If you find some of their more experimental moments less palatable, you may think the repeated refrain of Run is a little over the top, but look a little further and you’ll find another deeply atmospheric and evocative piece. Universal Traveller is similarly exquisite, and the instrumental Mike Mills makes for an entertaining deviation.
Surfing on a Rocket follows. Although Air had rather prematurely given up on singles by this stage, this was the second release in some territories, and is definitely the most commercially accessible track on the album. Which, admittedly, may not be saying a lot – although excellent, this was never going to be the most successful album ever released (technically, it peaked at number two in the UK, so maybe it was more of a hit than I’m remembering).
Speaking of which, Another Day is definitely one of the best songs on the album, but realistically it was never going to be a single. But what Air do extremely well is the slow, plodding, track, full of atmosphere, and with a few odd experimental hints hiding in the background. Another Day hides a weirdly edited vocal pad sound playing the main chord pretty much all the way through, and the guitar, chimes, drums, and vocals are built around it – which may not sound too appealing, but it works very well indeed.
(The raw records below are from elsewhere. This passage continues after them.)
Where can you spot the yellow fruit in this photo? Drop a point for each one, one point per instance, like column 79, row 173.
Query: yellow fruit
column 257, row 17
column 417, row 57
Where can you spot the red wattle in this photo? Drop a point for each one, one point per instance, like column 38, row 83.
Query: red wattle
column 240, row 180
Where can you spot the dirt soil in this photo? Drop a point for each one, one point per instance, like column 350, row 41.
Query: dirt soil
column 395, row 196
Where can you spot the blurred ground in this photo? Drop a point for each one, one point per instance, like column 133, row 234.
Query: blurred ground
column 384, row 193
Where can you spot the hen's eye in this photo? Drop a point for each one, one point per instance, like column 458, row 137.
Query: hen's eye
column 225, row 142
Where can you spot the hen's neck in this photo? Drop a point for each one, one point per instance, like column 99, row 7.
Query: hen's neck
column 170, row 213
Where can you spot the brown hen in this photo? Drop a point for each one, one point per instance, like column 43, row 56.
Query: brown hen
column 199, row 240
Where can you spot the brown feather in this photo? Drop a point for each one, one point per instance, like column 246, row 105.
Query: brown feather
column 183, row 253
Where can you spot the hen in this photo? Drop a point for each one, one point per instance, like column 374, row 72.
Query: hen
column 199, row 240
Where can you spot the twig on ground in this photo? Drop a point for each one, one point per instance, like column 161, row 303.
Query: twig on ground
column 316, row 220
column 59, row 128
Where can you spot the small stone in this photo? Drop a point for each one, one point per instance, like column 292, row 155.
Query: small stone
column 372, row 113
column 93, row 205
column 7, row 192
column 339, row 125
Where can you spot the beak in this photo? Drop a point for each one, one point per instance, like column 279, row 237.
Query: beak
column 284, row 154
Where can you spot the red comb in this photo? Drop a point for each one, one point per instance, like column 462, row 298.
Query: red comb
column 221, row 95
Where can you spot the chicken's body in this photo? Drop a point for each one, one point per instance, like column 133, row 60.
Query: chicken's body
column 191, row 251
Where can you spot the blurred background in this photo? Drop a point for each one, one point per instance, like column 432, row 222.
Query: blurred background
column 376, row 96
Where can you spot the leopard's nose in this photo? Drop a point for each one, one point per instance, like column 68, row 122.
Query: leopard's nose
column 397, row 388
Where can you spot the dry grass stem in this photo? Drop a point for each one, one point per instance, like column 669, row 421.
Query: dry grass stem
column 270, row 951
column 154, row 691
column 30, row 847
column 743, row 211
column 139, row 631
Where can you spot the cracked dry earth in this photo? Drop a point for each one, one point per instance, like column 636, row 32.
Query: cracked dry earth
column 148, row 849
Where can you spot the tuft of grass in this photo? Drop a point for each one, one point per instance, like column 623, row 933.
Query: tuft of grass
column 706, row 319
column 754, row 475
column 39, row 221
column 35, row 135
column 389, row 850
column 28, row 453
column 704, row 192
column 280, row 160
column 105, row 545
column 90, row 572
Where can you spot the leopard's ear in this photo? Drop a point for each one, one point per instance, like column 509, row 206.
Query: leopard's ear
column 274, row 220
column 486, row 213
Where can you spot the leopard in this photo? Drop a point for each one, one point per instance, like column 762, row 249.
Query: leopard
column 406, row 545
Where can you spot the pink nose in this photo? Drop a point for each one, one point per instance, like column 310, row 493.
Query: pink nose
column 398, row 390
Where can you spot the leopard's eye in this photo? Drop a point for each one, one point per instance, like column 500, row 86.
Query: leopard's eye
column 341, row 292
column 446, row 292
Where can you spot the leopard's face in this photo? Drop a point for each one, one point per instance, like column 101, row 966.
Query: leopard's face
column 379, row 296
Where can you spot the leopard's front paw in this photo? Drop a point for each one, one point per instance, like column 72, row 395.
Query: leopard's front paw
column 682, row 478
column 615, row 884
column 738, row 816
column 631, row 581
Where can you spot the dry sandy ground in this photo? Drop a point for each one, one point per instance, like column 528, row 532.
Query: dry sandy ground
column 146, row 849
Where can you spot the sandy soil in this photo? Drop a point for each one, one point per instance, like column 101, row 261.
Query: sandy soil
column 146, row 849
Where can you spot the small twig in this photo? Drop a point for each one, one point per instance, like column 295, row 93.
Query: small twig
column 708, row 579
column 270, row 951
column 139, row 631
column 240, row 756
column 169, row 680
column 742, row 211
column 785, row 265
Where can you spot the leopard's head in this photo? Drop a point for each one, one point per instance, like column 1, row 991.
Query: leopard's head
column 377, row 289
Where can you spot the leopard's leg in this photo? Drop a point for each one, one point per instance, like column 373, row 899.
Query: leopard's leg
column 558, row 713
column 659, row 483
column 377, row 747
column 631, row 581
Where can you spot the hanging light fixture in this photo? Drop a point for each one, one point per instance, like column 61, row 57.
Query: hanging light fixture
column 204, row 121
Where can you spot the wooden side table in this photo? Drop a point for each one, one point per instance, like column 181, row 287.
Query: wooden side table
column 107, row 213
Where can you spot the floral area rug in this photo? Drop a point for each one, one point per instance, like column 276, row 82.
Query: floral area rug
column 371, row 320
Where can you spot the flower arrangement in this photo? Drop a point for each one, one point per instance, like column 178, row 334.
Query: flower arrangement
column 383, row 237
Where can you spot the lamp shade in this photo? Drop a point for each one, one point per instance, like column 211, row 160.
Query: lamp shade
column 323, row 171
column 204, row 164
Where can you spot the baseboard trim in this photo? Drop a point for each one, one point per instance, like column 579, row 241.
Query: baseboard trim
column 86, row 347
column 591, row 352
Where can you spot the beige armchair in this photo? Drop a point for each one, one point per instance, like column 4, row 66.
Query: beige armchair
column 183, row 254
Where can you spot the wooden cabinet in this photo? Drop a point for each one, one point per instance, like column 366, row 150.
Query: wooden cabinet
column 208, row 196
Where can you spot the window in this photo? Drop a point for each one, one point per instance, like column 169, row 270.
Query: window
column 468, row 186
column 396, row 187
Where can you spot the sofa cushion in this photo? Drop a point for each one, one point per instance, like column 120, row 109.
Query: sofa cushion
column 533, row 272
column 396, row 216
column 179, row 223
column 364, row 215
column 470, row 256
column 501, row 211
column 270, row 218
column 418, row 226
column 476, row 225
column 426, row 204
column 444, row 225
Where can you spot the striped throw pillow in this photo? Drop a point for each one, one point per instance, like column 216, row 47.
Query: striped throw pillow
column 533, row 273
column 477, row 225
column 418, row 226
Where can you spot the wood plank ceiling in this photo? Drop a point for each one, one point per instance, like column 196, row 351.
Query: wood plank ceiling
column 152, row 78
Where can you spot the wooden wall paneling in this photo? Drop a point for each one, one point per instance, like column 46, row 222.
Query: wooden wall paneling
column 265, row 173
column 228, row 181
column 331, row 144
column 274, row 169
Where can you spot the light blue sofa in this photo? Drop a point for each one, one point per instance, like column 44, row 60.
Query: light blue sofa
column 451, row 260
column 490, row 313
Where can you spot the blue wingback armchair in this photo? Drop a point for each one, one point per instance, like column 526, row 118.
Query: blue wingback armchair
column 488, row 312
The third single (essentially the only single in the UK) Alpha Beta Gaga is probably my least favourite track on the album, but that doesn’t make it any less memorable, thanks to the simple fact that the melody is whistled. I couldn’t name any offhand, but I’m sure it appeared all over television shows and adverts at the time, and out of place though it may be, it’s certainly a fun track.
Biological seems rather low key when it starts off, the odd banjo line (if that’s what it is) and atmospheric frippery making for a very soft backing to the vocals. But when the chorus turns up for the second or third time the song will have completely got under your skin, and you will come to see it as one of the best moments of the album.
The ending is definitely low key – Alone in Tokyo is taken from the soundtrack to the film Lost in Translation, released the previous year. While not the most euphoric album closer ever, it’s every bit as atmospheric and dreamy as everything else on there, bringing one of Air‘s finest albums to a close in fine style.
The bonus live DVD is nothing particularly special, but for a few pounds extra it’s worth having, so go for this version of Talkie Walkie if you’re looking for a physical copy.